Clarifying Questions to Ask

  • Is double-booking allowed (warn-and-proceed) or must the system hard-block conflicts? Does it differ for the organizer vs. invited attendees?
  • For a multi-attendee event, do we block on any attendee's conflict, only required attendees, or only the organizer?
  • How far into the future must recurring-event conflict checks reach, and is there a bound on recurrence (e.g., "every weekday forever")?
  • What free/busy visibility do users get into calendars they don't own — full details, busy-only, or nothing?
  • How should tentative, free, and out-of-office events affect conflict detection — hard conflict, soft conflict, or ignored?
  • Do we need cross-organization / external-calendar (e.g. CalDAV / federated free-busy) interoperability, or only events inside our own system?

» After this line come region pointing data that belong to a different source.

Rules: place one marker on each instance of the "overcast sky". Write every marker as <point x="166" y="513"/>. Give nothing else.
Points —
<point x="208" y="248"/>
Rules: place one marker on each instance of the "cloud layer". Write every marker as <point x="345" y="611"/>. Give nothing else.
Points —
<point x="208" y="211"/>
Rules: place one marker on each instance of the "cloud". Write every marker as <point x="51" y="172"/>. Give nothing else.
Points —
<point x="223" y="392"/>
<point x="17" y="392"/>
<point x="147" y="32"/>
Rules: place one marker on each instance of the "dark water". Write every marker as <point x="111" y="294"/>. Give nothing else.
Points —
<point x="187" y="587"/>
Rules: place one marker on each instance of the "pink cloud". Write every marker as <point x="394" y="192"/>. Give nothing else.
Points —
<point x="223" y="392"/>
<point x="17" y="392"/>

What a Strong Answer Covers

  • Requirements split into functional (CRUD, recurrence, attendees, settings, conflict detection, suggestions, notifications) and non-functional (latency, availability, concurrency correctness, time-zone correctness, privacy).
  • Data model that separates a canonical event/attendee schema from a denormalized availability/free-busy index purpose-built for overlap queries.
  • Conflict semantics: the exact half-open overlap predicate, free vs. busy vs. tentative vs. out-of-office, all-day normalization, and back-to-back handling.
  • Indexing choice for overlap queries (sorted-interval table with a (calendar_id, start) index, interval tree, or windowed partitions) and a query/insert complexity argument.
  • Recurrence handling — RRULE storage, rolling materialization horizon, on-demand expansion, exception (this-occurrence / this-and-future / whole-series) handling, and per-occurrence conflict reporting.
  • End-to-end create/update flow including where the conflict check sits and how policy (reject / warn / override) is applied.
  • Concurrency control — optimistic versioning vs. per-calendar locking vs. reservation/TTL, with the tradeoffs spelled out.
  • Privacy-aware conflict responses — busy-only vs. full-detail based on ACLs, with private events surfaced as opaque busy blocks.
  • Time-zone / DST correctness , especially for recurring events.
  • Consistency between the event store and the derived index (transactional or outbox/CDC), plus index rebuild and async notifications.
  • UX of conflicts — return conflicting intervals and suggested alternative slots rather than a bare rejection.

Follow-up Questions

  • How would you add "find a time that works for all attendees" (cross-calendar slot suggestion), and how does its cost scale with the number of required attendees and their time zones?
  • A user reports that a recurring meeting shows a conflict on only some occurrences after a DST change. Walk through how your recurrence + time-zone handling produces — or avoids — that bug.
  • How do you keep the denormalized availability index from drifting out of sync with the canonical event store, and how would you detect and repair drift?
  • How would the design change if double-booking were strictly forbidden for a class of resources (e.g. a conference room or a doctor's appointment slot) rather than advisory? Which concurrency strategy survives a burst of simultaneous bookings on one hot resource, and why do the others fall over?